Grégoire had thought it a quaint idea, then. Now, flipping through his portfolio of sketches and watercolors, he wondered.

Especially when his fingernails caught, as they always did, on the edges of one hasty drawing, done in one secret moment and never touched afterwards. It wasn't colored in the slightest, yet the stark charcoal lines of it seemed to imbue the portrait with a…vitality…that glowed brighter than any paint.

He'd never shown it to anyone: not to Mani, and not to his dear Marianne. Nor did Grégoire intend to. What he'd captured on this delicate parchment…

chévalier

pacte des loups

…whatever it was that had placed the gleam in Jean-François' eyes, the glint of silver in his hair and the feral slant to the corners of his mouth, Grégoire needed none of it in his life. No more deviltry and betrayals-not here, not under the molten African sun, not in this land of harsh, brash beauty.

But Grégoire could look, sometimes. And he could ponder, and hesitatingly half-form wishes in the deepest, most hidden recesses of himself.

After all, he kept his vows. Love Marianne. Live for Mani.

Never let himself be captured again. By anything.

***

"Exquisite detailing." Craning his head after one particular detail, Alec leaned over the railing till the museum guard in the corner began to step forward, a stern warning on her lips. He darted a casual grin at her, its fetching boyishness wiping everything from her face except for her blush, and straightened up. "What do you think, James?"

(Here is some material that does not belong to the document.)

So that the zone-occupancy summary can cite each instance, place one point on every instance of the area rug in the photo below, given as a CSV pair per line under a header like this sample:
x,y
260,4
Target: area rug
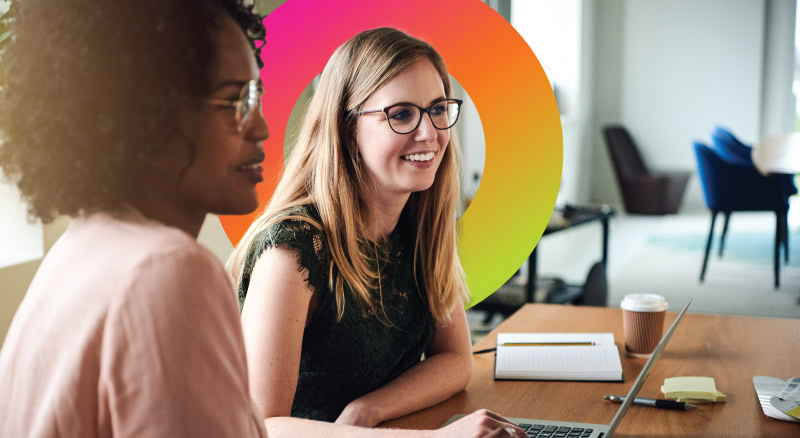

"As you say. They make for very fine art." James carefully kept his head tilted away from the strangeness of the leftmost sketch and concentrated his attention on the smooth-cheeked beauty depicted on the right-hand side. His companion caught the movement, and another, slyer smile sprang to Alec's lips. "I prefer the girl. The strokes are more even. Controlled."

"You would," Alec murmured, brushing a little closer than necessary to James as he read the descriptive plaque set beneath the pair of portraits. "Well, well. Siblings. Fronsac must have had a hard time of it."

"What do you mean?" James' voice was certain enough, even if he wasn't quite sure which statement of Trevelyan's was the focus of his question.

Flicking up lazy fingers to point out features of the drawings under discussion, Alec gave a lazy shrug. "Do I ever mean anything?" For a brief second, his green eyes flickered. "James, James, James. While you might be skilled enough for the usual chitchat, you would never be able to pass for a true connoisseur. Look at the shadings. It's obvious the artist was in love."

"With the sister?" James raised a brow and tapped a nail on the plaque. "He married her, it seems."

"And with her brother." The other man glanced back at James, wolfish smile eerily alike to the portrait's. "See how Fronsac doesn't try to soften the demon and the angel in his subjects? That, my brother-in-arms, is love."

"And here I always thought love was blind," James quipped, shaking off his slight unease. He checked his watch. "Damn. We're late."

"We're always late. It's expected of us, and if we ever showed up early, M would most likely have a heart attack." But Alec nevertheless began to step away from the sketches. "I hope you were paying attention, James. Today was a very important lesson in art appreciation."

"Always stand behind you?" Under the pretense of twitching a wrinkle from Alec's coat, James managed a whisper-light caress.

"Always look beyond the obvious," Alec snorted, brazenly stealing a cigarette from James' pocket and lighting up as soon as they walked out of the museum. "Love sees all."

"Justice," James idly corrected as he hailed a cab. "You mean justice."

Alec's head tipped up, an oddly solemn expression on his face. "They're the same thing, Bond."

Then the other man smiled carelessly again, spoiling the framing of the moment, and got into the taxi.